One key area of concern is the complacency and acceptance of businesses in the furlough scheme, whereby companies are bearing little to no responsibility for staff’s wages. We again this week saw over 2 million new unemployment claims in the US. The lifting of lockdown will not be like flicking a switch and back to normal. There will be a shift in spending and leisure patterns brought from what has become the new normal, as well as the safety restrictions that will limit shops and the food and drink sectors. If we look at the fact that some New York bars and restaurants have to trade at 60-70% capacity to break even, safety standards in the next few months could simply not permit this, not making it viable for many to reopen.  So, we remain mindful that the progressive lifting of lockdown could lead to high street and leisure insolvencies if not managed sympathetically by governments.


Naturally, the escalation of trade tensions between the US and China raises another concern for the markets this week.  Developments in HK will need to be carefully watched and the markets await a statement from Trump during the US session Today.

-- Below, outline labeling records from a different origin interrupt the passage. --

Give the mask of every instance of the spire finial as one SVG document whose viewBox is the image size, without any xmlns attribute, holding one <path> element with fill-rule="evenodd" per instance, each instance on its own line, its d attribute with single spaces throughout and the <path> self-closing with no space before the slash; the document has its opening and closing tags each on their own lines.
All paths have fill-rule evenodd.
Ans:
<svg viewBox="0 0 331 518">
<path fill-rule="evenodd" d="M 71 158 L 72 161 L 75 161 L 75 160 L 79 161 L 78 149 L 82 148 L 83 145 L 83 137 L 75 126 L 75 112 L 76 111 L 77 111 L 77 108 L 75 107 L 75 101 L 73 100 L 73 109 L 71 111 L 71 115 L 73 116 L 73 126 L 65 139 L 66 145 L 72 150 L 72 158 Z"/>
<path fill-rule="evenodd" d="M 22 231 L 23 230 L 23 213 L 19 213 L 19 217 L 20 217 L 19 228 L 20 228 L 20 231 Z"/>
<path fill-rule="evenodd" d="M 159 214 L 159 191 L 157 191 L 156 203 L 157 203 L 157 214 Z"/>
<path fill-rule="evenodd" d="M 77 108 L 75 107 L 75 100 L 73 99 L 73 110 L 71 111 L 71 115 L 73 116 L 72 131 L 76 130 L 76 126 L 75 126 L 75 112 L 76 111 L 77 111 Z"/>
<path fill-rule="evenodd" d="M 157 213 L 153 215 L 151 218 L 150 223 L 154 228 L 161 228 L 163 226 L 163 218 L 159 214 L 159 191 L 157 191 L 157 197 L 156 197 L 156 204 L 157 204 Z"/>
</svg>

In the UK the Pound has enjoyed a strong week, climbing back to 1.2350 and whilst aided by a weakened US Dollar, the Pound strength came from agreement from the EU over fishing rights and showed that collective agreement can be made, fueling confidence that Brexit talks may not be heading for a “no-deal” scenario. Whilst the PM should have been concentrating on the health and economic recovery of the country this week, he has had to deal with the wrath and anger of not just his public, but members of his own party after publicly backing his chief aide Dominic Cummings, who clearly breached the lockdown laws he had created.  Despite calls for his resignation the PM backed his man, creating great disharmony for those who had adhered to these laws at the cost of seeing loved ones at a grave time of crisis. This situation coupled with the UK having one of the worst death rates, will of course raise questions on the PM’s ruling in this short time since taking over leadership, and perhaps impact his negotiating ability with the EU if it becomes evident the public are not behind him.


The Week Ahead


Monday: Spanish, French, Italian and German PMI manufacturing numbers in the morning before US and Canadian PMI and ISM in the afternoon.

Tuesday: Interest rate decision from the Reserve Bank of Australia. UK mortgage data

Wednesday: Australian GDP. UK services PMI. US ADP employment data. At 3pm we get US ISM non-manufacturing data and Bank of Canada Rate Statement

Thursday: Service PMI from most European countries dominates the morning. At 12.45 we hear from Christine Lagarde’s ECB as they deliver their stimulus plans at the ECB rate setting announcement and press conference.  We also get US weekly unemployment data.

Friday: German factory orders in the am. In the afternoon we get US non-farm payrolls, average earnings and monthly unemployment as well as Canadian employment data.